Harris County Sheriff’s deputies before uniforms were worn in the 1930s
John W. Moore wore many hats when he was sworn in as the first sheriff of what was then Harrisburg County in 1837. He served on the Board of Commissioners for Roads and Revenues, later named Commissioner’s Court, as well as Alderman, City Marshal & Tax Collector.
Sheriff Adrian Garcia says when it came to law enforcement, Moore was the man:
“Back in the day, they didn’t have to deal with overcrowding, because mainly it was a one cell jail, and because the sheriff was also the hangman of the county. I think he watched overcrowding pretty carefully, and had remedial abilities to deal with any overcrowding that may be in the horizon.”

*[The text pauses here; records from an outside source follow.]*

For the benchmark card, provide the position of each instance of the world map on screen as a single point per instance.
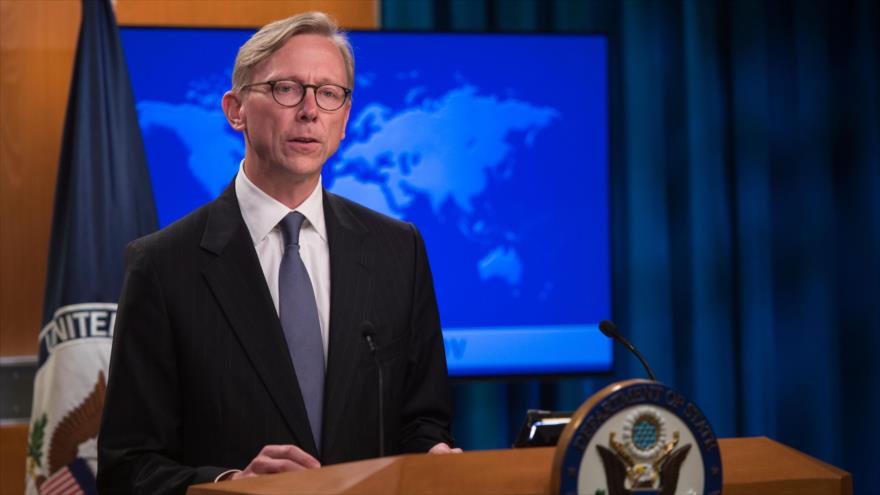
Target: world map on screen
(421, 150)
(495, 147)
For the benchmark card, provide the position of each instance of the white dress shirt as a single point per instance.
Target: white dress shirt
(261, 214)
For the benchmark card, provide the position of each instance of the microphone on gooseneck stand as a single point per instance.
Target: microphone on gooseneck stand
(368, 331)
(610, 331)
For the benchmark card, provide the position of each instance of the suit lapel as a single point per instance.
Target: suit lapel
(236, 280)
(349, 291)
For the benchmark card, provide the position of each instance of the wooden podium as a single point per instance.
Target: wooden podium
(754, 466)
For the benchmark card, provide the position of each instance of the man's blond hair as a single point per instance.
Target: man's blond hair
(272, 37)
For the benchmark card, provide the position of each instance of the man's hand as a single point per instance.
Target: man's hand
(279, 459)
(442, 448)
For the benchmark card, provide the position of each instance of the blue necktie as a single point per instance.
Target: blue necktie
(299, 319)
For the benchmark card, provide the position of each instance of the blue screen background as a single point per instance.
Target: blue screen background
(495, 146)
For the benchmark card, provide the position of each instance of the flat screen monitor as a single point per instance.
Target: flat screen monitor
(494, 145)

Garcia helped open a photo exhibit at the central library downtown, commemorating 175 years of the law enforcement agency. Senior Deputy Doug Hudson was one of the department’s historians who helped put the exhibit together.
“If you look back at these older pictures, you wonder how law enforcement coped with crime back in those days, how they did cope with crime. The sheriff mentioned the medial methods of law enforcement, and court system back in the early days until now, it’s just quite a change.”

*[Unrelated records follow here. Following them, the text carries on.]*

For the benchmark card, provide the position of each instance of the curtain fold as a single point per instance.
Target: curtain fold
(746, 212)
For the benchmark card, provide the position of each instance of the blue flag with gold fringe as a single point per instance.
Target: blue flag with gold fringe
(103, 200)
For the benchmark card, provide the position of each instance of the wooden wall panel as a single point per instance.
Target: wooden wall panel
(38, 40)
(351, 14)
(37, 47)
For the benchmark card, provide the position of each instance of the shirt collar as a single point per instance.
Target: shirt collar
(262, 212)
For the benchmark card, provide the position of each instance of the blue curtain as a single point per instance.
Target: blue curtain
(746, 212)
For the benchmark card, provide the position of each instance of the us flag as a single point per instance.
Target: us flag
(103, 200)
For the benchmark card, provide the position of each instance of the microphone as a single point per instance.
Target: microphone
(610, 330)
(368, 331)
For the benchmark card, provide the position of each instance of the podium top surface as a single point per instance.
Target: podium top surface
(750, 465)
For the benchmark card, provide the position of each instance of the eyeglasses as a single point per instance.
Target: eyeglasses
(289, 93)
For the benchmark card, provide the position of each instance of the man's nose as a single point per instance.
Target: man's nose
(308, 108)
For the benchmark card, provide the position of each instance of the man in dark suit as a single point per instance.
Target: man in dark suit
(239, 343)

Harris County Sheriff’s Captain Debra Schmidt points to her picture in photo exhibit
Sheriff’s Capt Debra Schmidt helped Hudson in compiling, identifying and cataloging the photos on display. She’s also featured in the exhibit as a member of the Sheriff Dept’s Dive Team.
She’s seen holding a weapon she found in Cypress Creek that was used in a murder trial in the late ’90s.
“That was a weapon used by Charles Victor Thompson. He was convicted of capital murder and sentenced to death, and that weapon helped convict him. Several years later, Charles Victor Thompson was back at the Harris County Jail on a bench warrant from the TDC. And while back on appeal, he managed to escape from the Harris County Jail.”
Schmidt says the man was located three days later and eventually sent back to death row.
In short, the exhibit captures significant milestones in the history of the department. A history that Sheriff Adrian Garcia, the 28th sheriff and the first Latino elected to the largest sheriff’s office in Texas, says will continue to be written.
“It’s been an incredible transformation of 175 years, that I think has really set an incredible standard for other sheriff’s office and other law enforcement organizations around the state as well as around the country, and I bet even around the world. And so, I’m just proud to be part of the history.”
Harris County Sheriff Thomas Binford (1919-1936) wearing a bullet proof vest made of iron
The exhibit will be on display at the central library through mid-July.